日本文学史の書物を読んでいると、「中世」 では、「説話集」 が盛んであったとのこと。「中世」 というのは、鎌倉幕府の開設から江戸幕府の開設までのあいだを云うそうです──正確に言えば、建久三年 (1192年) から慶長八年 (1603年) までの時代です。この時代は、武士が台頭してきて、公家 (天皇、公卿) と武家と寺社が対立した 「動乱の時代」 です。「方丈記」 は、以下のように、時代を記しています。
すべて世の中のありにくく、わが身と栖 (すみか) との はかなく あだなるさま、...
武士が台頭して、戦乱が多かった時代ですので、民衆を救済するために、「新・仏教」 が生まれた時代です。「中世」 という長い時代のなかで、文学史をながめていたら、たぶん、南北朝あたりが 「文化」 が変わる節目なのかな、と私は感じました。すなわち、南北朝以前は、王朝文化を継承する流れがあったのですが、南北朝以後には、武家・庶民が 「物言う大衆」 として時代の舞台に躍り出て、「語り物」 が普及しました──たとえば、「平曲」 や小唄 (「閑吟集」) や、軍記物語 (「義経記 (ぎけいき)」 「太平記」 など) や、説話集 (「宇治拾遺物語」 や仏教説話集など) が普及しました。
さて、説話集ですが、説話そのものは、院政期に生まれていました。ただ、その頃の説話に比べて、中世の説話は、以下の特徴があるそうです。(参考)

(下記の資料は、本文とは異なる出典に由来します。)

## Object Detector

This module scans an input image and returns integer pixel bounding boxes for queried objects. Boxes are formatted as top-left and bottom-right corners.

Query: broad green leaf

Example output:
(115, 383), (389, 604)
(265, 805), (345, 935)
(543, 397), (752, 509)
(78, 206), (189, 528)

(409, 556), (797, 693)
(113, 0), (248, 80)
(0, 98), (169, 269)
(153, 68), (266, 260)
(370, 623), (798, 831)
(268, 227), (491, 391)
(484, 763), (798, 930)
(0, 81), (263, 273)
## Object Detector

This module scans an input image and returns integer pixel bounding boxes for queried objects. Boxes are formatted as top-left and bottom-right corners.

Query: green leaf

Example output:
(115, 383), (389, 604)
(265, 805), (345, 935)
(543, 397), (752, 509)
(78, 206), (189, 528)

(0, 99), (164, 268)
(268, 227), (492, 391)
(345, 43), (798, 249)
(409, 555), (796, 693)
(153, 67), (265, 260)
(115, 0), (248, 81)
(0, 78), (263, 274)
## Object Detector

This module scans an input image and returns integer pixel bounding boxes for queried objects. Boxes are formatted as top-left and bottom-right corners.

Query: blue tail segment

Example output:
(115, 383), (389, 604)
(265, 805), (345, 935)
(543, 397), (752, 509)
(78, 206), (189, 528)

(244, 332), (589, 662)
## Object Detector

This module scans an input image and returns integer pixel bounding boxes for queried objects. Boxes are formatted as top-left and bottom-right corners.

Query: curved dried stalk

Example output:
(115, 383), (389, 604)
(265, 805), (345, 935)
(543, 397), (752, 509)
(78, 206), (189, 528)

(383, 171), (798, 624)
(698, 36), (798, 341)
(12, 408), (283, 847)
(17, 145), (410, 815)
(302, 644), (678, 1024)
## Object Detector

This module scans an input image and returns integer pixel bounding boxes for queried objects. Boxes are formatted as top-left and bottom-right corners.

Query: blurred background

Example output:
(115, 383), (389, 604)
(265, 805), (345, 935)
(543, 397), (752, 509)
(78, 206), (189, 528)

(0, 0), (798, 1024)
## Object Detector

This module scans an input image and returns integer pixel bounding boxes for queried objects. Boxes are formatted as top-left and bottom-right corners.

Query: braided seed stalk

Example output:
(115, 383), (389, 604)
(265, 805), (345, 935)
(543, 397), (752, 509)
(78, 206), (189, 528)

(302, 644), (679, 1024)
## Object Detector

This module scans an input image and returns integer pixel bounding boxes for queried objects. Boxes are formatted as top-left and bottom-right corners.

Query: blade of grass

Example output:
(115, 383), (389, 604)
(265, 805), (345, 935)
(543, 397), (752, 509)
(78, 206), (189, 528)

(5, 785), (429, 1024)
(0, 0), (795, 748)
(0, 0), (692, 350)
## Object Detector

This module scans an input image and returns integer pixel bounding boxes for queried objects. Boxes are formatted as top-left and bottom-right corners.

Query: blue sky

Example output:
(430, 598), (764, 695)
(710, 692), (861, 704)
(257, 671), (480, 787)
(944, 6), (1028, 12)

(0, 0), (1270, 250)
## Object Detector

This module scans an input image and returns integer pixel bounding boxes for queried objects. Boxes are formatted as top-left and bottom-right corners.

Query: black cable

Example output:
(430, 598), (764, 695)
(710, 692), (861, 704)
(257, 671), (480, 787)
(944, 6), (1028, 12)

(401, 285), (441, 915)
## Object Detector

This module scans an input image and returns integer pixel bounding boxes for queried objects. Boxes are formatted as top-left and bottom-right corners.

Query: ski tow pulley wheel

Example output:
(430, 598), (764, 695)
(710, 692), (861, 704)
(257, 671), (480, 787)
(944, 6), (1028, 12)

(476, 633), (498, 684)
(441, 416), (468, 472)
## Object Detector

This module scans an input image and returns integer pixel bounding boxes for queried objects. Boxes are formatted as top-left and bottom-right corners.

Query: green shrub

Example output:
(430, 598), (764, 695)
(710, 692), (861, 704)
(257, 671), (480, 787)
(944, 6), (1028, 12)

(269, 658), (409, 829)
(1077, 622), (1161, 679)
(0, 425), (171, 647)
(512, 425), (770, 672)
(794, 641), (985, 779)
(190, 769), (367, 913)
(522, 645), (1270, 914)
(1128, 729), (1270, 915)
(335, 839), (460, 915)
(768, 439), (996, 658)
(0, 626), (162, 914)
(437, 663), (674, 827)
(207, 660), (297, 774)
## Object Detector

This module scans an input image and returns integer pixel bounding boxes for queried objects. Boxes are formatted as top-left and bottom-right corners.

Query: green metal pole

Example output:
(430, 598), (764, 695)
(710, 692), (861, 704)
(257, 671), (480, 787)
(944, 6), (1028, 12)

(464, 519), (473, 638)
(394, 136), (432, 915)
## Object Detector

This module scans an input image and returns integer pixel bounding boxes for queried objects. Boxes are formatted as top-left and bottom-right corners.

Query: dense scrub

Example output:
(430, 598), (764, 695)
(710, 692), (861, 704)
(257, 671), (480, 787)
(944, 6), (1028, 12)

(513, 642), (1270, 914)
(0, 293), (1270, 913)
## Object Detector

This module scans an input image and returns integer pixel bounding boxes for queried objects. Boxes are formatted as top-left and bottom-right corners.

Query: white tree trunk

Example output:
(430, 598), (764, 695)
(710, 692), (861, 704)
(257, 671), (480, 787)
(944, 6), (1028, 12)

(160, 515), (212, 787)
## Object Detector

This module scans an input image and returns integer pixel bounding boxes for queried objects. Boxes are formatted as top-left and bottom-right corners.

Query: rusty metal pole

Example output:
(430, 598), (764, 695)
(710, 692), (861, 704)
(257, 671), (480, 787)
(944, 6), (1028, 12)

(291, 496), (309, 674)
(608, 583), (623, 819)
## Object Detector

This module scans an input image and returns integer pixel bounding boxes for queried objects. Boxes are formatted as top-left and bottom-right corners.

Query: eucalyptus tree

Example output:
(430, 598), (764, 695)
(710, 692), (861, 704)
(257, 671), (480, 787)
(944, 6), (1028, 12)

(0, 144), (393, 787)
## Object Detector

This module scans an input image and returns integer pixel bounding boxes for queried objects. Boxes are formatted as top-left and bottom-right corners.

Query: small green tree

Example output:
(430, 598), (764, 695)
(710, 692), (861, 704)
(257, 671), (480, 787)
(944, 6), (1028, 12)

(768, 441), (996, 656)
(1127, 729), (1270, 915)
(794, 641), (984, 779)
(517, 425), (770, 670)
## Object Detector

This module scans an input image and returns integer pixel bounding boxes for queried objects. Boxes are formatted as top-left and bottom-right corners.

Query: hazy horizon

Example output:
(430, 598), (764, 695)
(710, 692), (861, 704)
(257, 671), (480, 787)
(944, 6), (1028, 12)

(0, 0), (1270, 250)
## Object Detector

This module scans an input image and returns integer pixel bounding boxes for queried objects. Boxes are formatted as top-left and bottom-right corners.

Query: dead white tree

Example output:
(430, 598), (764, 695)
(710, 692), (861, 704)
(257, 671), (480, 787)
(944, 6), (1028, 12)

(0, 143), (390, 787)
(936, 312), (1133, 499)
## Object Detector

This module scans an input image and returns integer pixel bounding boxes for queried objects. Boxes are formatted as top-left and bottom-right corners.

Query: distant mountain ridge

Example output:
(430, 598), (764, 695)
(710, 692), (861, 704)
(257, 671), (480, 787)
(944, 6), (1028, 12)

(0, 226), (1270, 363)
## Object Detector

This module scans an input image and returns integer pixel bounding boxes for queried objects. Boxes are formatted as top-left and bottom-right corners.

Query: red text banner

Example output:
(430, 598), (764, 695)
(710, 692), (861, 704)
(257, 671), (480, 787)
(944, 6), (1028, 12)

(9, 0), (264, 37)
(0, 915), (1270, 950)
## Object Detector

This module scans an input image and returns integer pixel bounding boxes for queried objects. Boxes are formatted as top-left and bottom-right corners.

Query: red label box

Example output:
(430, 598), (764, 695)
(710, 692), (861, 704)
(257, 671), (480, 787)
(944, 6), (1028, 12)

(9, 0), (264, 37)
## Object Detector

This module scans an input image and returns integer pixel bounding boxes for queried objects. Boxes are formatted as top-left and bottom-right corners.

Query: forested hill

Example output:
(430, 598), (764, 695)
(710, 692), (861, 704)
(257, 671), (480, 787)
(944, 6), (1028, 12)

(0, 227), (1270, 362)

中世に入っても説話は大いに語られ書かれ利用された。しかし それは説話の
話の世界を愉しむというより、秩序の動揺した この時代を生き抜くための判断
の より所を求める説話への向かい方であった。人々は、説話に 「おこり」 (起源)
と 「ためし」 (事例) を尋ねて生きがたい世を生きる道を探り、また そのよう
な人々に向けて 「おこり」 と 「ためし」 の説話が語られた。
中世の説話の主題には、「あはれ」 「ふしぎ」 「おかし」 がある。「あはれ」
は王朝伝統を規範とする情趣・興趣の世界。「ふしぎ」 は宗教的奇瑞や
霊験の世界、「おかし」 は滑稽な現実世界。「おこり」 「ためし」 として
の中世説話は、王朝世界への懐古的姿勢の中で、宗教的超人に熱い
眼差しを送り、霊験による救済を期待する一方、現実社会での人の営みを
批評する、そのような世界だったのである。
現代人は、「説話」 を 「科学的でない」 として笑うかもしれないのですが、私は、この文を読んでいて、現代の 「事例発表 セミナー」 が 「説話」 と同型だと思いました──しかも、現代の 「説話」 では、「ためし」 が語られても、「おこり」 は語られず、「ふしぎ」 は プロダクト として ブラックボックス 化されていて、プロダクト の ベンダー が霊験 (ソリューション) を与えることができるという 「おかし」 が ふんだんに盛り込まれているのではないか、という疑念を払拭できなかった、、、。
(参考) 「新詳説 国語便覧」、東京図書、129 ページ。